Quick Start (Step-by-Step)

Step 1: Clean Setup

# Clone and install
git clone https://github.com/nomadicmehul/thenightops.git
cd thenightops
python3 -m venv .venv && source .venv/bin/activate
pip install -e ".[dev]"

# Configure
cp config/.env.example config/.env
# Edit config/.env — set GOOGLE_API_KEY and GCP_PROJECT_ID

Step 2: Create GKE Cluster + Deploy Demo App

# Option A: Full setup (cluster + IAM + demo app)
./scripts/demo-gke.sh

# Option B: Cluster only (if you already have demo workloads)
./scripts/setup-gke.sh

Step 3: Verify Cluster

kubectl get pods -n nightops-demo
kubectl get events -n nightops-demo

Step 4: Start Dashboard + Agent (2 terminals)

# Terminal 1 — Dashboard
source .venv/bin/activate && source config/.env
nightops dashboard    # Opens http://localhost:8888

# Terminal 2 — Agent (Simple Mode)
source .venv/bin/activate && source config/.env
nightops agent watch --simple

Step 5: Run All Test Scenarios

bash scripts/test-scenarios.sh

Step 6: Watch Results

Open http://localhost:8888 — investigations appear in real-time as each scenario triggers.

Step 7: Cleanup

./scripts/cleanup.sh

Quick Start (Minimal)

Prerequisites

Python 3.11+
Google Cloud SDK (gcloud) with an active project
A GKE cluster (for live demo)
Google AI API key (for Gemini)
Slack bot token (optional)
Docker (for building images)

Installation

# Clone the repository
git clone https://github.com/nomadicmehul/thenightops.git
cd thenightops

# Create virtualenv and install
python3 -m venv .venv && source .venv/bin/activate
pip install -e ".[dev]"

# Configure
cp config/.env.example config/.env
# Edit config/.env — set GOOGLE_API_KEY and GCP_PROJECT_ID

# Authenticate with GCP
gcloud auth application-default login

# Verify setup
nightops verify

Simple Mode (Recommended First Test)

The simplest and most reliable way to try TheNightOps.

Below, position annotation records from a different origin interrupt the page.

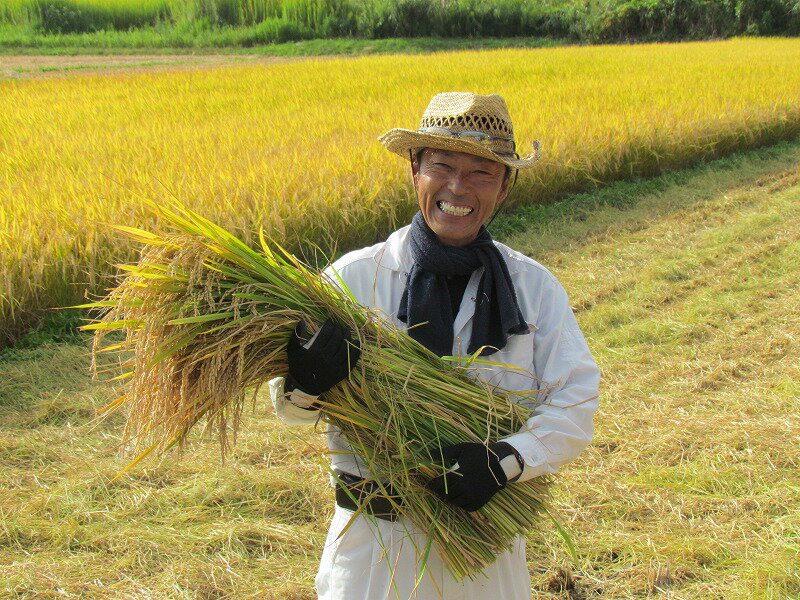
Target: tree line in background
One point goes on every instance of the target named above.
(286, 20)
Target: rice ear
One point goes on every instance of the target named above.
(206, 318)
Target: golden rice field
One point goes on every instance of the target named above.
(292, 147)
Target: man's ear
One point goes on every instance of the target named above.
(504, 189)
(414, 169)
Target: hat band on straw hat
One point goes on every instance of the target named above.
(479, 137)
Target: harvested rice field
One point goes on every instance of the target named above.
(686, 288)
(291, 146)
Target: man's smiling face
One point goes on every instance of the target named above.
(457, 193)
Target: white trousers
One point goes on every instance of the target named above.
(377, 560)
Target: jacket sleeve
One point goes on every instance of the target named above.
(568, 379)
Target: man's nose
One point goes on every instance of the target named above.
(458, 185)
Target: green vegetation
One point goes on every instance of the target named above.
(247, 23)
(686, 287)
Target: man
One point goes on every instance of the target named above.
(458, 292)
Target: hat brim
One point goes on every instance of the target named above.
(400, 141)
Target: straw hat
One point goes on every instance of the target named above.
(464, 122)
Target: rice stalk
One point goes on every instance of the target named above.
(207, 319)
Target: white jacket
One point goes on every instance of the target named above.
(555, 373)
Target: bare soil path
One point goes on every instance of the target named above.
(36, 67)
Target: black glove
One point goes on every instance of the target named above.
(325, 362)
(479, 475)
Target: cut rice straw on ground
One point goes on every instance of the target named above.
(206, 318)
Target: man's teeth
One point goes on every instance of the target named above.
(457, 211)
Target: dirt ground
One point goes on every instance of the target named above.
(37, 67)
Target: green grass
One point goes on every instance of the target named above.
(239, 41)
(686, 288)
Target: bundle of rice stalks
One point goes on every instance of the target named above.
(206, 319)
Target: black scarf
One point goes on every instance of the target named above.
(425, 305)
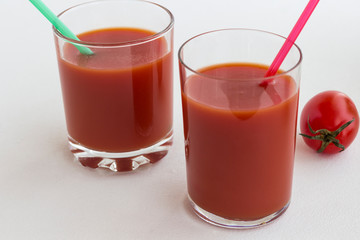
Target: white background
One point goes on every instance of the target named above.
(45, 195)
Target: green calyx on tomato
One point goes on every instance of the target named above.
(330, 112)
(327, 136)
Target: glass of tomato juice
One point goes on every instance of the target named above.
(118, 100)
(239, 127)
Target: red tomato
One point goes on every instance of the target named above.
(329, 122)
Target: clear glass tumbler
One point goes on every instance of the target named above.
(118, 100)
(239, 127)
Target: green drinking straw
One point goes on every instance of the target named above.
(59, 25)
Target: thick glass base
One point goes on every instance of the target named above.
(236, 224)
(121, 162)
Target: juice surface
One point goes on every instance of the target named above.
(239, 143)
(120, 98)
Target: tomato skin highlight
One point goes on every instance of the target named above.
(330, 110)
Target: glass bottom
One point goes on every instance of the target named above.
(235, 224)
(120, 162)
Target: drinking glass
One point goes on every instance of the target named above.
(118, 100)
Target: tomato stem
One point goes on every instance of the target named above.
(326, 136)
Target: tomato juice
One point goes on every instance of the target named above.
(239, 144)
(120, 98)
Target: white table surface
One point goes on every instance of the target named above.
(44, 194)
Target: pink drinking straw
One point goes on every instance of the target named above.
(275, 65)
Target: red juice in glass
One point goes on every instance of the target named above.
(239, 134)
(118, 100)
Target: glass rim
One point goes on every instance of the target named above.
(116, 44)
(283, 73)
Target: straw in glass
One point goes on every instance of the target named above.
(59, 25)
(274, 67)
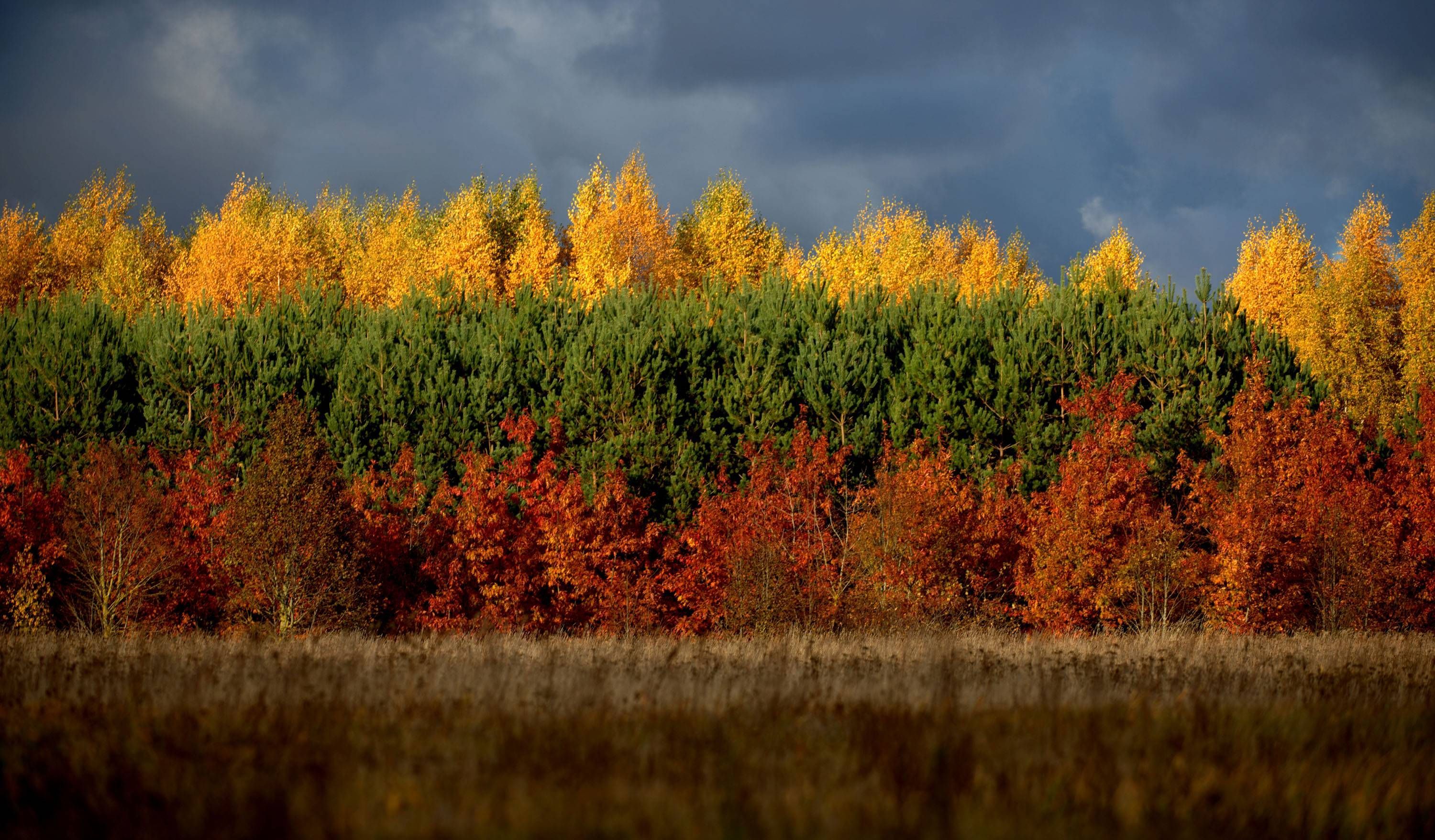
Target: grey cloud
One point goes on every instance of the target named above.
(1186, 120)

Uses kubectl subprocess calls instead of MCP — works with any Kubernetes cluster, no GCP MCP setup needed.

# Investigate a specific incident
nightops agent run --simple --incident "Pod crashlooping in default namespace"

# Interactive mode
nightops agent run --simple --interactive

# Autonomous watch mode (webhooks + event watcher + proactive checks)
nightops agent watch --simple

Why Simple Mode? The official GCP MCP servers (container.googleapis.com/mcp, logging.googleapis.com/mcp) are still in preview/beta and can be unreliable (see Known Limitations). Google ADK's internal TaskGroup can also stall when MCP connections fail mid-investigation. Simple Mode bypasses all of this by talking directly to your cluster via kubectl, while still using ADK + Gemini for AI-powered reasoning. It demonstrates the same ADK agent patterns (tool calling, structured investigation, phase tracking) without the infrastructure fragility.

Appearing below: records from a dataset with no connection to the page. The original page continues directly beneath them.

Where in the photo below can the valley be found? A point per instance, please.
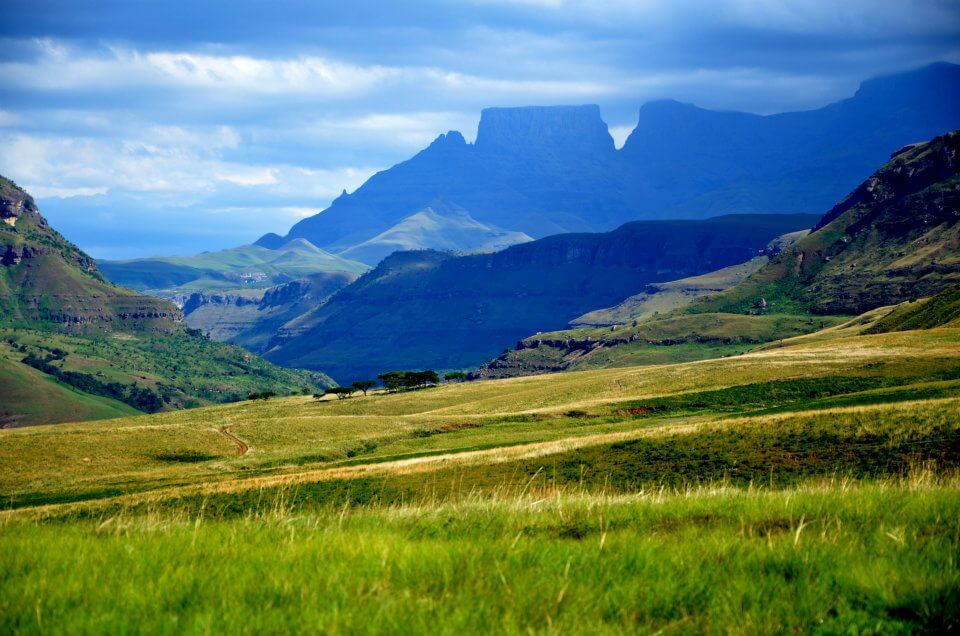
(685, 360)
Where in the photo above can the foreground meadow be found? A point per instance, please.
(807, 487)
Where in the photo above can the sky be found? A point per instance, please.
(146, 128)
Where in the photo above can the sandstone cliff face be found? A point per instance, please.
(895, 237)
(551, 170)
(44, 278)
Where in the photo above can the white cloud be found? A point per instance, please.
(165, 166)
(620, 134)
(8, 119)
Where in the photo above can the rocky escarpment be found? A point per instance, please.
(551, 170)
(45, 279)
(427, 309)
(197, 300)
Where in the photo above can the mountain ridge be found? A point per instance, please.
(439, 310)
(547, 170)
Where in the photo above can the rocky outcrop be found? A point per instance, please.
(47, 279)
(199, 299)
(544, 132)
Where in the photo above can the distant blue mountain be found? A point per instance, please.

Run with MCP (Full Multi-Agent Mode)

# One command to start everything (dashboard + agent with official GCP MCP)
bash scripts/run-local.sh

# Or use local custom MCP servers (no GCP project needed)
bash scripts/run-local.sh --local

# Open http://localhost:8888 for the live investigation dashboard

Deploy to GKE

# Full setup + demo (creates cluster, builds images, deploys, triggers scenario)
./scripts/demo-gke.sh

# Specific scenario
./scripts/demo-gke.sh --scenario cpu-spike

# Quick redeploy (skip cluster setup and image build)
./scripts/demo-gke.sh --skip-setup --skip-build

MCP Servers

TheNightOps supports two MCP modes:

GCP Mode (Default) — Official Google Cloud MCP

Uses Google's managed remote MCP servers. Zero infrastructure to manage — just IAM authentication.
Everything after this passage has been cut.